By Tom Le, Director of Research and Development, BT Managed Security Solutions Group
Organizations store an increasing amount of copyrighted and company sensitive information online — everything from pricing to stock levels can be derived from web sites which, though aimed at customers, can be used by other organizations to gain competitive information.
In the past, this kind of competitive analysis happened when staff walked into their competitors and checked everything from prices to merchandise. The process was people intensive, slow and arduous. In the last decade, however, these covert activities have become a lot easier with the use of automated programs, robots, spiders, and other automatic methodologies that can be used to gain competitive information by automating and repeating queries to obtain quotes or gain an idea of stock levels. High volumes of automated queries can also result in increased infrastructure and bandwidth costs as well as performance degradation for legitimate users.

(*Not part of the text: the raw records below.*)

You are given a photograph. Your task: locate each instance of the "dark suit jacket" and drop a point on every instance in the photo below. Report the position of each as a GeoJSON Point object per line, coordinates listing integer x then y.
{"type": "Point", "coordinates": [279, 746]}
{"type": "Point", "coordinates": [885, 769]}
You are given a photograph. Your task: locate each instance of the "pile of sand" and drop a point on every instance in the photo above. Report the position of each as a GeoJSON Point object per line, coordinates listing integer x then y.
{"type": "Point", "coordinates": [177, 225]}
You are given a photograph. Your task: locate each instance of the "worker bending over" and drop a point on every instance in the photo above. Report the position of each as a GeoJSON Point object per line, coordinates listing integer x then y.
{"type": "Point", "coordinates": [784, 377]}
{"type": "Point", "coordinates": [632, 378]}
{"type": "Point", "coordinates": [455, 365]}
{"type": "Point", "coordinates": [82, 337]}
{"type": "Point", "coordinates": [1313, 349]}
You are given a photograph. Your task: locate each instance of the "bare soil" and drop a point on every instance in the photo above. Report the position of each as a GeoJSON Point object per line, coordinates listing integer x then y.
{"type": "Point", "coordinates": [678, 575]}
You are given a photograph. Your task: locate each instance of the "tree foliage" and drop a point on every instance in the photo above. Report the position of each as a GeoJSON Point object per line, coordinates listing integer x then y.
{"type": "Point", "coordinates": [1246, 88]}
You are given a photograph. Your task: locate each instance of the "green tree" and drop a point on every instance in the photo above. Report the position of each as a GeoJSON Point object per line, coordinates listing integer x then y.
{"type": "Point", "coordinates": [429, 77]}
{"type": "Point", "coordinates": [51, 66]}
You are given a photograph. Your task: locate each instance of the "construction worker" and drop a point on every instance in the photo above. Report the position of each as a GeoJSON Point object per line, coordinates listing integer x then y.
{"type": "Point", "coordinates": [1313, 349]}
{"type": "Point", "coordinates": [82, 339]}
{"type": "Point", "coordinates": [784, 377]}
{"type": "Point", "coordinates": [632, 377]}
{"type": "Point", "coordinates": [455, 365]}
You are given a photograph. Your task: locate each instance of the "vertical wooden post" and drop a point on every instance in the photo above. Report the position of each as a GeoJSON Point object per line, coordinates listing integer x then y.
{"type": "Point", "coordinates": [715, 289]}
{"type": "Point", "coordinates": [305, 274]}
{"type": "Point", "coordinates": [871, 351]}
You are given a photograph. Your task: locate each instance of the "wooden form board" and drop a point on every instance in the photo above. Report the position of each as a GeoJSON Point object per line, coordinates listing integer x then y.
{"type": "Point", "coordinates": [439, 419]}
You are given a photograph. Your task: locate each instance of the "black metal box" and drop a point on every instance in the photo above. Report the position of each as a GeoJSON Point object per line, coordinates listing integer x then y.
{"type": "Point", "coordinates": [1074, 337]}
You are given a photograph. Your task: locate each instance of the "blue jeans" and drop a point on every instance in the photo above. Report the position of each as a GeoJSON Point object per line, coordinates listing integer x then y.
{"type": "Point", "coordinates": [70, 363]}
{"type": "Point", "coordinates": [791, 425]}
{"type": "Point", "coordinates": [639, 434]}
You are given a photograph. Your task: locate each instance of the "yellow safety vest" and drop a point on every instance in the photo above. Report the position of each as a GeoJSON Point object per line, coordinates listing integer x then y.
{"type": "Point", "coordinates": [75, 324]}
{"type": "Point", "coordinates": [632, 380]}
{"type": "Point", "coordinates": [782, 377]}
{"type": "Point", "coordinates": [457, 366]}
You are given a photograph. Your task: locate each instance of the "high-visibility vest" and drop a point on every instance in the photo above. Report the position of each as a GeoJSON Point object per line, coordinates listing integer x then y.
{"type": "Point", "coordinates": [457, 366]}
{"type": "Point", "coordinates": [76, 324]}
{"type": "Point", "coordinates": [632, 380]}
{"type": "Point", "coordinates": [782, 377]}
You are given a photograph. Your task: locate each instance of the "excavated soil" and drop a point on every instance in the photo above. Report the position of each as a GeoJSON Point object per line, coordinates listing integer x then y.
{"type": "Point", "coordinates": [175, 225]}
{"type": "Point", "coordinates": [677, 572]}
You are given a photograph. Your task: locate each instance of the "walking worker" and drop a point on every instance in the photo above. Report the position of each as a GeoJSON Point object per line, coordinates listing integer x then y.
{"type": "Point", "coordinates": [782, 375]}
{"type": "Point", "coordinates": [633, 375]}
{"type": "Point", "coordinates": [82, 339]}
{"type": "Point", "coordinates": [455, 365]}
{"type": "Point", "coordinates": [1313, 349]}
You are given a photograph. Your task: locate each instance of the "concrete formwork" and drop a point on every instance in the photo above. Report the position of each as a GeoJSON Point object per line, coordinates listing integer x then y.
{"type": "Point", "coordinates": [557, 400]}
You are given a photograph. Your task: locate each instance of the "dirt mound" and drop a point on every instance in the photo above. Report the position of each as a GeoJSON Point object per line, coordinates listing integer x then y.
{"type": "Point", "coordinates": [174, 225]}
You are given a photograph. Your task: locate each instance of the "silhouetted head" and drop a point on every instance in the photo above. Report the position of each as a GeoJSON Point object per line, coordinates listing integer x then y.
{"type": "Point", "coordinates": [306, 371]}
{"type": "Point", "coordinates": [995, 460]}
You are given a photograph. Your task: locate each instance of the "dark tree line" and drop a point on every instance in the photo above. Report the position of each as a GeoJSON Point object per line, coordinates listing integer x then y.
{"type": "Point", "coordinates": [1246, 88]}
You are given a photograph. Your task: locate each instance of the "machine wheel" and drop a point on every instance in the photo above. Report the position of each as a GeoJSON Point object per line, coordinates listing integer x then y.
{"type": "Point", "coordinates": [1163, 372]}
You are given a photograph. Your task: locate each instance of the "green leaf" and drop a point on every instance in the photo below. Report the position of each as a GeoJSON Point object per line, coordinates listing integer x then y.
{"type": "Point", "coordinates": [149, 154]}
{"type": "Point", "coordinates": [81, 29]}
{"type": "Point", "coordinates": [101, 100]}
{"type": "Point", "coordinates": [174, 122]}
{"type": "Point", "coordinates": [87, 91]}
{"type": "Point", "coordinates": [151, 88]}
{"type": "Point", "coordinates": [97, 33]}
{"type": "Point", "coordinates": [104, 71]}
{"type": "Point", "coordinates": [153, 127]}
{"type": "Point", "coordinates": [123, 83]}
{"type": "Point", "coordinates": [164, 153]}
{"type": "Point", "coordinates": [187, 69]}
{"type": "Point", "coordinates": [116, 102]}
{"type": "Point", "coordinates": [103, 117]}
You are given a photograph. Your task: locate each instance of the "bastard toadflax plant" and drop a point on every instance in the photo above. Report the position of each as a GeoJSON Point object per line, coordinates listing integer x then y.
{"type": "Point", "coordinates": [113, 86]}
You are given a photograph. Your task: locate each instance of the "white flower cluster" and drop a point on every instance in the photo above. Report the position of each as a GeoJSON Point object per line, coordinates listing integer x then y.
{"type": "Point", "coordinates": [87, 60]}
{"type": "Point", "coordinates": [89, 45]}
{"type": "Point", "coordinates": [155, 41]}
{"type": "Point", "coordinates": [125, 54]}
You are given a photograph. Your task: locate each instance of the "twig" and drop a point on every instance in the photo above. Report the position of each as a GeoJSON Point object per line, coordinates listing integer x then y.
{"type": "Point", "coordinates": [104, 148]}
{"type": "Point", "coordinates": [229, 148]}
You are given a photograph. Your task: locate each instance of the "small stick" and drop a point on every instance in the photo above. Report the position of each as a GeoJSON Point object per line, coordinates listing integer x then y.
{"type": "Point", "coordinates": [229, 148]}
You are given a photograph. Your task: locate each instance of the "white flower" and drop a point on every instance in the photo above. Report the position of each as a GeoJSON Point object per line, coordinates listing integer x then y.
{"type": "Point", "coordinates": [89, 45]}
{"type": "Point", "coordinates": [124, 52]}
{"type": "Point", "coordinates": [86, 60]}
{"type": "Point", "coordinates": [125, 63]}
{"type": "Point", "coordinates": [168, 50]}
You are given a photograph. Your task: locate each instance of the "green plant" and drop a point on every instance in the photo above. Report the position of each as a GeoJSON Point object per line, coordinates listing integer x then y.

In addition to the automation technology being widely available, all that is needed for an attacker to lease a botnet and execute the automation on hundreds or thousands of autonomous nodes is a credit card and web access to the leased command and control system.
Detecting Automated Bot Activity
On the face of it, companies are powerless to stop the competitive “spying” that goes on over the web, but utilizing logs enables a picture to be drawn over who and what is gaining information from corporate websites. Unusually high volumes of activity and other anomalous behavior can be identified by analyzing web server logs for patterns of automated usage which are clearly “not human” activity.
Some bot masters are cognizant that their targets may be monitoring for anomalous behavior, such as a high volume of queries. The bot client could attempt to defeat such monitoring attempts by purposefully limiting the number of requests per time interval. This works especially well with a distributed bot attack where the bot master has control of hundreds or thousands of nodes. For example, instead of querying as fast as possible, the bot may be programmed to purposefully query once every 5 seconds, or any other arbitrary delay. Some bots even include random sleep timeouts to evade detection.
Fortunately, most automated, distributed attacks – even those attempting evasion by masking their volume, frequency or pattern of access – can be discovered utilizing statistical analysis of web access. For example, the volume and frequency of HTTP GETs and POSTs can be analyzed on a statistical basis to determine the probability that any set of access activity is a human or automated user.
The key advantage to a statistical model is that knowledge of the underlying web application, URLs and form parameters is not needed as the underlying assumption is that a normal human user will only submit a predictable volume and frequency of HTTP GETs or POSTs. Through a combination of statistical tests to determine average user activity from observed behavior, and some common sense parameters for what type of expected behavior is clearly non-human (e.g., a human user would never perform a particular query X times in Y seconds), non-human activity can be identified automatically from statistical analysis of web server logs.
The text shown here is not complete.